To further examine the cholesterol-lowering effects of nuts and whether this effect might be strengthened or weakened by a person’s overall diet, body size or other factors, Sabate and colleagues pooled data from 25 studies from seven countries including 583 men and women, some with high cholesterol, some with normal cholesterol.

They found that eating an average of 67 grams (about 2.4 ounces) of nuts daily brought people’s total cholesterol levels down by 11 points (a 5 percent reduction); reduced their harmful LDL cholesterol levels by 10 points (a 7 percent drop); and shifted the ratio of total cholesterol or LDL cholesterol to “good” HDL cholesterol in a favorable direction. The benefits were seen both in people with normal cholesterol levels and those with high cholesterol.

But while nuts reduced triglyceride levels by 21 points in people whose triglycerides were too high (150 milligrams per deciliter or higher), they didn’t affect triglycerides in people with normal levels.

The researchers also found a “dose-response” relationship, meaning the more nuts people ate, the greater the changes in their cholesterol levels. Different types of nuts had similarly healthful effects on blood fats.

Eating nuts had the biggest effect on people who started out with LDL cholesterol levels above 160 milligrams per deciliter, people with lower body weight, and those who were eating more “Western” diets (meaning more saturated fats and refined carbohydrates), the researchers found.

This makes sense, Sabate noted, because people who were already eating a more Mediterranean diet rich in olive oil, fish, whole grains and other healthy foods wouldn’t show as much benefit from adding nuts to their diet.
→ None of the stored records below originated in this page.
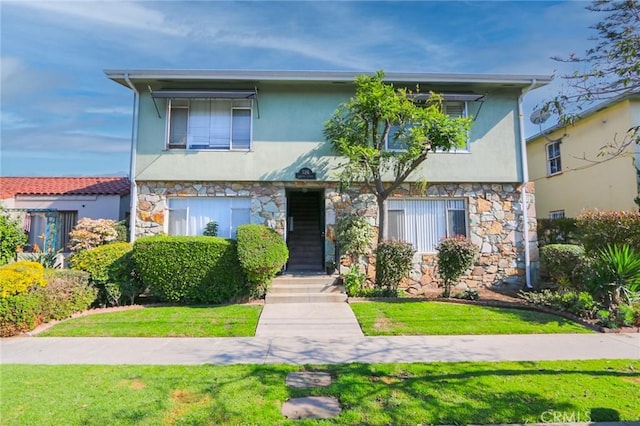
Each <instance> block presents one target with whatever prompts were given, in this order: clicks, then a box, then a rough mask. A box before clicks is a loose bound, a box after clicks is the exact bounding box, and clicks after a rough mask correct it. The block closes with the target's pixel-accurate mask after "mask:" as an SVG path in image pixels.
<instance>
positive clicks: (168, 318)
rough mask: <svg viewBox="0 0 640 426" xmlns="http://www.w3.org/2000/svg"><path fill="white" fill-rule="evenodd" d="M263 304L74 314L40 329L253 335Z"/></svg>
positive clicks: (116, 331) (150, 336) (147, 308)
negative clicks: (63, 321)
mask: <svg viewBox="0 0 640 426" xmlns="http://www.w3.org/2000/svg"><path fill="white" fill-rule="evenodd" d="M261 309H262V307H261V306H254V305H228V306H171V307H166V306H163V307H147V308H142V309H132V310H127V311H114V312H108V313H102V314H94V315H87V316H83V317H78V318H73V319H70V320H68V321H64V322H61V323H59V324H56V325H54V326H53V327H51V328H50V329H48V330H46V331H44V332H42V333H39V334H38V336H44V337H54V336H55V337H61V336H68V337H232V336H253V335H254V334H255V331H256V326H257V324H258V318H259V316H260V311H261Z"/></svg>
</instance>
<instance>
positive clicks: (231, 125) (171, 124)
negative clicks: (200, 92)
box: [167, 99, 252, 150]
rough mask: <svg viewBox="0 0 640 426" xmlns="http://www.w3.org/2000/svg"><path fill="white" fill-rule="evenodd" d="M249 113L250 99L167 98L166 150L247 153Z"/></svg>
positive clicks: (248, 141) (250, 129) (250, 126)
mask: <svg viewBox="0 0 640 426" xmlns="http://www.w3.org/2000/svg"><path fill="white" fill-rule="evenodd" d="M251 114H252V101H251V100H249V99H170V100H169V119H168V126H169V129H168V132H167V133H168V135H169V140H168V147H169V148H180V149H185V148H187V149H221V150H222V149H224V150H230V149H238V150H248V149H249V148H250V147H251Z"/></svg>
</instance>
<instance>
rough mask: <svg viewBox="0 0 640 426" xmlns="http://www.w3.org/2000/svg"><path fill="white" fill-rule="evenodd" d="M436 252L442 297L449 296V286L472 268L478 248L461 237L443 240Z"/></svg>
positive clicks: (441, 242) (449, 293)
mask: <svg viewBox="0 0 640 426" xmlns="http://www.w3.org/2000/svg"><path fill="white" fill-rule="evenodd" d="M436 250H437V252H438V271H439V273H440V276H441V277H442V280H443V281H444V292H443V293H442V296H443V297H450V296H451V286H452V285H453V284H454V283H455V282H456V281H458V280H459V279H460V277H461V276H462V275H463V274H464V273H465V271H466V270H467V269H469V268H470V267H471V266H473V262H474V261H475V258H476V256H477V255H478V247H476V246H475V245H474V244H473V243H472V242H471V240H469V239H468V238H466V237H463V236H461V235H456V236H455V237H449V238H444V239H442V240H441V241H440V243H439V244H438V247H436Z"/></svg>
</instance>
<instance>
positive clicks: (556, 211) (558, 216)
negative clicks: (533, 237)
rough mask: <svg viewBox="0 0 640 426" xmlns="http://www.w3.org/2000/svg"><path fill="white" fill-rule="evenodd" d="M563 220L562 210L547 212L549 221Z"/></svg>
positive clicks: (550, 211) (553, 210)
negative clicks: (559, 219)
mask: <svg viewBox="0 0 640 426" xmlns="http://www.w3.org/2000/svg"><path fill="white" fill-rule="evenodd" d="M562 218H564V210H552V211H550V212H549V219H562Z"/></svg>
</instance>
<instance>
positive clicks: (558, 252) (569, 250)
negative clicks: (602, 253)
mask: <svg viewBox="0 0 640 426" xmlns="http://www.w3.org/2000/svg"><path fill="white" fill-rule="evenodd" d="M540 262H541V265H542V268H543V269H544V270H545V271H546V273H547V274H548V275H549V277H550V278H551V280H552V281H553V282H555V283H556V284H558V286H560V287H561V288H563V289H571V288H573V289H579V288H581V286H582V284H583V283H584V280H585V277H584V274H585V273H586V272H587V271H586V269H587V268H584V267H583V266H584V265H588V264H589V258H588V257H587V256H586V254H585V251H584V248H583V247H582V246H576V245H572V244H549V245H547V246H544V247H542V248H541V249H540Z"/></svg>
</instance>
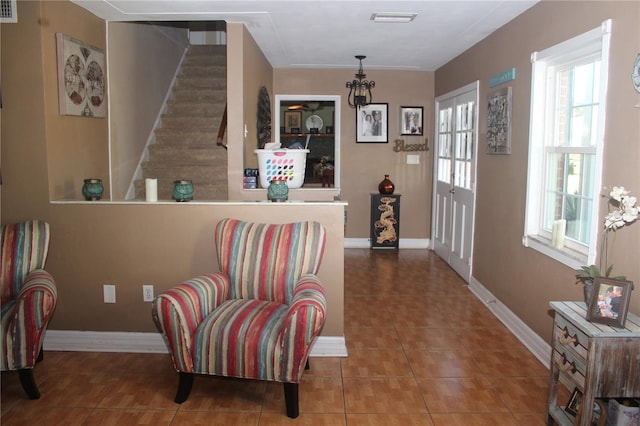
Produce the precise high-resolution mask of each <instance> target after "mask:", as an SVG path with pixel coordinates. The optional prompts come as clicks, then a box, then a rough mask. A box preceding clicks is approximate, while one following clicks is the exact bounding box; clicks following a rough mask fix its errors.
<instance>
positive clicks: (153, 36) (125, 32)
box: [108, 22, 189, 200]
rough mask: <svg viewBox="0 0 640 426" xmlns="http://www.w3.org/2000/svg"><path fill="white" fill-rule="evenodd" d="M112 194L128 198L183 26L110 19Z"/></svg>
mask: <svg viewBox="0 0 640 426" xmlns="http://www.w3.org/2000/svg"><path fill="white" fill-rule="evenodd" d="M108 36H109V52H108V68H109V87H110V90H109V92H110V95H111V99H110V103H109V104H110V109H109V114H110V116H111V120H110V126H109V127H110V132H111V133H110V136H109V137H110V141H111V142H110V145H111V177H112V181H111V185H112V199H113V200H124V199H126V195H127V191H128V190H129V186H130V184H131V179H132V177H133V176H134V175H135V172H136V168H137V166H138V163H139V161H140V158H141V156H142V154H143V152H144V149H145V146H146V144H147V140H148V139H149V135H150V134H151V133H152V131H153V129H154V126H155V124H156V118H157V117H158V115H159V113H160V112H161V110H162V107H163V105H164V100H165V97H166V95H167V92H168V91H169V89H170V88H171V83H172V82H173V77H174V75H175V73H176V70H177V68H178V65H179V63H180V60H181V59H182V56H183V54H184V51H185V50H186V49H187V47H188V45H189V39H188V32H187V30H186V29H184V28H173V27H159V26H157V25H149V24H141V23H136V22H109V23H108Z"/></svg>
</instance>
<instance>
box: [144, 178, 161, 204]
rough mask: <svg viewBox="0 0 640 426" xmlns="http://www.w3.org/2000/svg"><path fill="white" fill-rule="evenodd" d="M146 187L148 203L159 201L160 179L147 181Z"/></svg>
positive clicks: (145, 184)
mask: <svg viewBox="0 0 640 426" xmlns="http://www.w3.org/2000/svg"><path fill="white" fill-rule="evenodd" d="M144 187H145V193H146V195H147V201H152V202H155V201H158V179H145V180H144Z"/></svg>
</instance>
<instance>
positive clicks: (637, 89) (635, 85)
mask: <svg viewBox="0 0 640 426" xmlns="http://www.w3.org/2000/svg"><path fill="white" fill-rule="evenodd" d="M631 81H632V82H633V87H634V88H635V89H636V92H638V93H640V53H638V56H637V57H636V62H635V64H633V72H632V73H631Z"/></svg>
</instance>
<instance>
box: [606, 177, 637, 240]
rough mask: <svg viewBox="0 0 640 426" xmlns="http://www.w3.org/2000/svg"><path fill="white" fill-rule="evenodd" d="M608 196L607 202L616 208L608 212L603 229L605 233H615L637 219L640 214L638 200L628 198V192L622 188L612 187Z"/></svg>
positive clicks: (632, 197)
mask: <svg viewBox="0 0 640 426" xmlns="http://www.w3.org/2000/svg"><path fill="white" fill-rule="evenodd" d="M609 196H610V199H609V202H611V203H615V204H617V205H618V208H617V209H616V210H614V211H612V212H609V214H607V215H606V216H605V218H604V227H605V229H606V230H607V231H615V230H616V229H618V228H622V227H623V226H625V225H629V224H632V223H633V222H635V221H636V220H637V219H638V213H640V210H639V209H638V205H637V203H638V199H637V198H636V197H631V196H629V191H627V190H625V189H624V187H623V186H614V187H613V190H612V191H611V193H610V194H609Z"/></svg>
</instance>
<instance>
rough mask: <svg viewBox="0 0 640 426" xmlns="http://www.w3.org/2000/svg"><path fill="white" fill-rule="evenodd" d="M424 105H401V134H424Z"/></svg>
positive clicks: (413, 134)
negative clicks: (423, 125) (422, 106)
mask: <svg viewBox="0 0 640 426" xmlns="http://www.w3.org/2000/svg"><path fill="white" fill-rule="evenodd" d="M422 112H423V109H422V107H400V134H401V135H407V136H422V121H423V120H422Z"/></svg>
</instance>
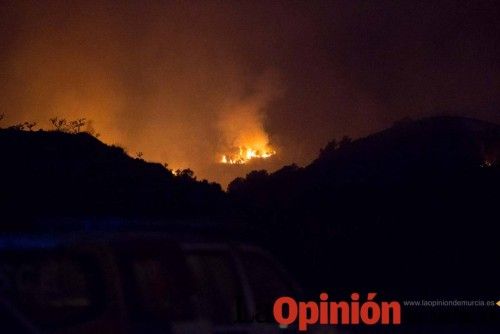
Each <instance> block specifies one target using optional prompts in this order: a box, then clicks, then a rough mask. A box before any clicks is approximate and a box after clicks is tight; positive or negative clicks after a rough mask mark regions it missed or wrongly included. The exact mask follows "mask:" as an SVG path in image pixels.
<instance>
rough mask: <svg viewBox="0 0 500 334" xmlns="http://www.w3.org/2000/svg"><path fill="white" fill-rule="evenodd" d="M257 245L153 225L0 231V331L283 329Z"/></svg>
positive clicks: (136, 332)
mask: <svg viewBox="0 0 500 334" xmlns="http://www.w3.org/2000/svg"><path fill="white" fill-rule="evenodd" d="M297 294H298V290H297V288H296V287H295V284H294V283H293V282H292V281H291V280H290V278H289V277H288V275H287V274H286V273H285V272H284V271H283V270H282V269H281V267H280V266H279V265H278V264H277V263H276V262H274V261H273V259H272V258H271V257H270V256H269V255H268V254H267V253H265V252H264V251H262V250H261V249H259V248H256V247H253V246H249V245H243V244H229V243H223V242H210V241H195V242H194V241H190V240H187V239H186V238H179V237H173V236H171V235H168V234H163V233H140V234H138V233H133V234H132V233H128V234H127V233H106V234H102V233H101V234H100V235H95V234H93V235H90V234H86V235H85V236H82V235H81V234H80V235H79V236H78V237H75V236H74V235H73V236H64V237H55V236H53V235H51V236H47V237H45V236H26V235H24V236H19V235H17V236H3V237H1V238H0V296H1V297H0V301H1V303H0V309H1V312H0V313H1V314H2V317H1V318H0V326H1V328H0V332H1V333H72V334H76V333H144V334H147V333H233V334H236V333H241V334H243V333H259V334H262V333H288V332H295V330H294V329H291V328H288V329H286V328H279V326H278V324H277V323H276V322H275V321H274V320H273V317H272V303H273V302H274V300H275V299H276V298H277V297H279V296H284V295H291V296H297Z"/></svg>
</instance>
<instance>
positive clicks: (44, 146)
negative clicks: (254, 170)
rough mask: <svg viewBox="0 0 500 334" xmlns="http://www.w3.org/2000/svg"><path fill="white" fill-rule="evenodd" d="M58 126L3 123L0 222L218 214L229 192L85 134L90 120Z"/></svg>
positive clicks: (1, 138)
mask: <svg viewBox="0 0 500 334" xmlns="http://www.w3.org/2000/svg"><path fill="white" fill-rule="evenodd" d="M51 121H52V122H53V124H54V128H55V130H52V131H43V130H38V131H30V130H29V129H27V128H26V127H9V128H7V129H0V152H1V153H2V163H1V164H0V175H2V191H1V193H0V208H1V212H2V216H3V217H4V218H3V219H2V223H3V224H4V227H5V226H7V225H16V224H19V221H29V220H33V219H37V220H40V219H45V218H64V217H66V218H70V217H71V218H87V219H88V218H92V217H114V218H140V219H145V220H155V219H167V218H168V219H178V218H180V217H182V218H190V219H216V218H218V217H219V216H220V212H223V210H221V205H224V203H225V197H226V196H225V193H224V192H223V191H222V190H221V187H220V186H219V185H218V184H216V183H209V182H207V181H206V180H203V181H198V180H196V178H195V177H194V174H193V172H192V171H191V170H189V169H186V170H178V171H175V172H174V171H172V170H170V169H168V168H167V166H166V165H162V164H158V163H148V162H146V161H144V160H143V159H142V154H141V155H139V154H138V158H132V157H130V156H128V155H127V154H126V152H125V151H124V149H123V148H121V147H118V146H108V145H106V144H104V143H102V142H101V141H99V140H98V139H97V138H96V137H95V136H93V135H91V134H89V133H87V132H83V131H82V130H83V128H84V126H85V125H86V121H85V119H80V120H77V121H71V122H69V121H66V120H61V119H56V118H54V119H52V120H51Z"/></svg>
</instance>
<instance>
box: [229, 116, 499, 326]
mask: <svg viewBox="0 0 500 334" xmlns="http://www.w3.org/2000/svg"><path fill="white" fill-rule="evenodd" d="M342 142H343V144H340V143H339V144H336V143H335V142H332V143H330V144H328V145H327V146H326V148H325V149H323V150H322V151H321V153H320V155H319V157H318V158H317V159H316V160H315V161H314V162H313V163H311V164H310V165H309V166H306V167H304V168H299V167H297V166H295V165H291V166H286V167H283V168H282V169H280V170H278V171H276V172H274V173H272V174H268V173H267V172H265V171H254V172H251V173H250V174H248V175H247V176H246V177H245V178H238V179H236V180H234V181H233V182H232V183H231V184H230V185H229V188H228V193H229V195H230V196H231V197H232V198H234V199H236V201H237V203H239V206H240V208H241V209H242V210H246V213H247V215H248V216H249V217H252V218H250V219H251V221H253V222H254V224H253V225H252V227H253V235H254V236H255V238H256V239H258V240H260V242H262V243H263V244H264V245H265V246H266V247H267V248H269V249H272V251H273V252H275V253H277V254H279V257H280V258H281V259H282V260H283V261H284V262H286V264H287V266H288V267H289V268H292V271H293V272H294V273H295V274H296V275H298V276H299V277H301V280H302V281H303V282H307V283H309V287H310V288H311V290H312V291H321V290H323V289H325V287H329V288H331V289H332V290H333V291H332V293H339V292H340V291H343V292H344V293H346V292H348V291H355V290H356V289H358V290H359V288H360V287H363V288H366V289H367V290H370V291H371V290H374V291H375V290H376V291H377V292H380V293H385V295H387V294H389V293H393V294H395V297H396V298H399V299H401V296H407V299H411V296H415V299H421V298H425V296H428V297H429V298H431V299H432V298H434V299H435V298H436V296H440V297H442V298H445V299H446V298H447V297H448V298H451V299H454V298H458V299H460V300H461V299H474V298H473V297H476V298H478V296H481V297H482V298H484V299H485V300H490V299H492V298H496V297H493V296H496V295H498V292H500V291H499V289H498V269H497V268H495V264H496V263H499V261H500V251H499V250H498V241H497V239H498V224H499V221H500V220H499V218H500V217H499V211H498V210H499V206H498V203H499V199H500V196H499V191H500V167H499V165H498V163H497V161H498V160H497V159H498V158H499V157H500V127H499V126H497V125H494V124H490V123H486V122H481V121H477V120H472V119H464V118H454V117H438V118H429V119H423V120H419V121H405V122H401V123H398V124H395V125H394V126H393V127H392V128H390V129H387V130H385V131H382V132H380V133H377V134H374V135H371V136H369V137H366V138H363V139H360V140H356V141H346V140H344V141H342ZM417 296H418V297H417ZM454 312H458V311H457V310H454ZM459 314H460V312H458V313H457V315H456V317H457V319H458V318H460V317H461V316H462V315H459ZM468 314H469V315H470V314H471V312H470V310H469V313H468ZM492 318H493V315H491V318H490V320H491V319H492Z"/></svg>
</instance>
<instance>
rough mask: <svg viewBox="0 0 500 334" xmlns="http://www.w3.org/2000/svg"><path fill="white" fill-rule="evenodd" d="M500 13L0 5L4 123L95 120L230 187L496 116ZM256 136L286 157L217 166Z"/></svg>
mask: <svg viewBox="0 0 500 334" xmlns="http://www.w3.org/2000/svg"><path fill="white" fill-rule="evenodd" d="M498 14H499V10H498V6H495V5H494V4H493V3H492V4H490V3H487V2H485V3H482V2H481V3H477V2H474V3H470V4H460V5H459V4H457V3H456V2H455V1H442V2H440V3H439V4H435V5H434V4H433V5H432V6H431V5H429V6H427V5H425V4H421V3H417V2H403V3H399V4H398V5H387V4H384V2H380V3H378V2H377V3H375V2H369V3H366V2H364V1H362V2H356V1H335V2H332V1H311V2H309V1H308V2H290V1H115V0H95V1H78V0H75V1H57V0H55V1H43V2H42V1H29V0H27V1H8V0H6V1H1V2H0V114H2V113H4V114H5V115H6V118H5V119H4V120H3V121H2V126H5V125H8V124H9V123H10V124H15V123H18V122H24V121H37V122H38V123H39V125H40V126H41V127H43V128H49V127H50V124H49V122H48V120H49V119H50V118H51V117H55V116H57V117H60V118H68V119H76V118H82V117H85V118H87V119H91V120H93V126H94V128H95V129H96V130H97V132H99V133H101V139H102V140H103V141H104V142H106V143H109V144H119V145H122V146H124V147H125V148H126V149H127V151H128V152H129V153H130V154H131V155H135V154H136V152H139V151H140V152H143V153H144V158H145V159H146V160H150V161H158V162H161V163H163V162H166V163H168V164H169V165H170V168H174V169H176V168H188V167H189V168H191V169H193V170H194V171H195V173H196V175H197V176H198V177H199V178H207V179H209V180H213V181H218V182H221V183H223V184H224V185H225V184H227V183H228V182H229V181H230V180H231V179H232V178H234V177H236V176H241V175H244V174H245V173H247V172H249V171H250V170H252V169H254V168H266V169H270V170H273V169H276V168H278V167H280V166H282V165H283V164H288V163H292V162H296V163H298V164H306V163H308V162H310V161H311V160H312V159H313V158H314V157H316V156H317V154H318V152H319V149H320V148H321V147H322V146H324V145H325V144H326V143H327V142H328V141H330V140H331V139H333V138H340V137H342V136H343V135H350V136H352V137H358V136H361V135H366V134H368V133H370V132H373V131H376V130H379V129H381V128H384V127H387V126H389V125H391V124H392V122H394V121H396V120H398V119H401V118H402V117H405V116H412V117H420V116H426V115H429V114H433V111H434V110H438V111H441V110H457V109H459V110H462V112H461V114H463V115H467V116H472V117H479V118H483V119H486V120H492V121H500V119H499V116H498V115H499V114H498V112H497V110H498V106H500V98H499V95H498V87H500V67H499V66H498V61H497V59H499V57H500V52H499V49H498V47H497V46H498V45H499V44H500V40H499V36H500V34H498V31H500V26H499V24H500V23H499V22H500V21H499V20H498ZM249 141H250V142H252V143H254V145H257V146H259V147H271V148H272V149H274V150H276V152H277V154H276V155H275V156H273V157H272V158H270V159H266V160H265V161H264V160H262V161H258V160H259V159H255V160H256V161H253V162H251V163H248V164H245V165H237V166H227V165H226V166H224V165H222V164H220V163H219V159H220V157H221V155H222V154H228V153H231V152H233V151H234V150H235V149H236V148H238V147H241V146H244V145H247V142H249Z"/></svg>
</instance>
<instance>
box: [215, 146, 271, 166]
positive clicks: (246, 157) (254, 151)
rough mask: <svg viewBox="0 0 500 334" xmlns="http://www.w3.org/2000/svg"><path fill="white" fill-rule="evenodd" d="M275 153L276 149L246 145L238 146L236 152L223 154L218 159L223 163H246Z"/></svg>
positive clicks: (268, 156) (225, 163) (244, 163)
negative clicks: (256, 146)
mask: <svg viewBox="0 0 500 334" xmlns="http://www.w3.org/2000/svg"><path fill="white" fill-rule="evenodd" d="M275 154H276V151H275V150H273V149H272V148H270V147H269V146H265V147H263V148H252V147H247V146H240V147H238V149H237V150H236V152H234V153H232V154H224V155H222V158H221V160H220V162H221V163H223V164H230V165H242V164H246V163H247V162H249V161H250V160H252V159H267V158H270V157H272V156H273V155H275Z"/></svg>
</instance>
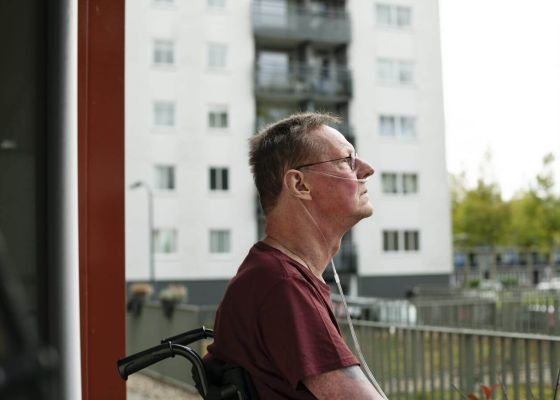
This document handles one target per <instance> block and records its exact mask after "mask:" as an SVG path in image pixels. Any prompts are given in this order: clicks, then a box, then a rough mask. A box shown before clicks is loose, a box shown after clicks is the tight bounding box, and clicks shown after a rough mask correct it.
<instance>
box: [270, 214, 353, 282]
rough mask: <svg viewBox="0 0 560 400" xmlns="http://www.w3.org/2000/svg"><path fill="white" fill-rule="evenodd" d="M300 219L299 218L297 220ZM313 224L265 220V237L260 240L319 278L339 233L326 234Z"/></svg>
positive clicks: (336, 250)
mask: <svg viewBox="0 0 560 400" xmlns="http://www.w3.org/2000/svg"><path fill="white" fill-rule="evenodd" d="M299 220H301V219H299ZM319 229H320V228H319V227H318V226H316V225H315V224H312V223H308V224H298V223H297V222H293V220H292V219H290V221H289V222H288V221H285V219H283V220H281V221H275V220H274V219H269V221H268V223H267V229H266V233H267V236H266V238H265V239H264V240H263V241H264V242H265V243H266V244H268V245H269V246H272V247H274V248H276V249H277V250H280V251H281V252H282V253H284V254H286V255H287V256H288V257H290V258H292V259H294V260H295V261H297V262H299V263H300V264H303V265H304V266H306V267H307V268H308V269H309V270H310V271H311V272H312V273H313V274H314V275H315V276H316V277H317V278H319V279H321V280H323V272H324V271H325V269H326V268H327V265H328V263H329V261H330V260H331V258H332V257H334V255H335V254H336V253H337V252H338V249H339V248H340V241H341V239H342V235H340V236H336V235H329V234H328V232H327V233H326V234H325V233H323V232H321V231H320V230H319Z"/></svg>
“Eating one to two servings of nuts a day benefits most of the people by improving their lipid profile,” Sabate added. In turn, the researcher said, this leads to a “drastically decreased” heart attack risk.

Sabate and one co-author on the study have received funding from several different trade groups for nut producers, and the International Tree Nut Council Nutrition Research and Education Foundation helped fund the new analysis.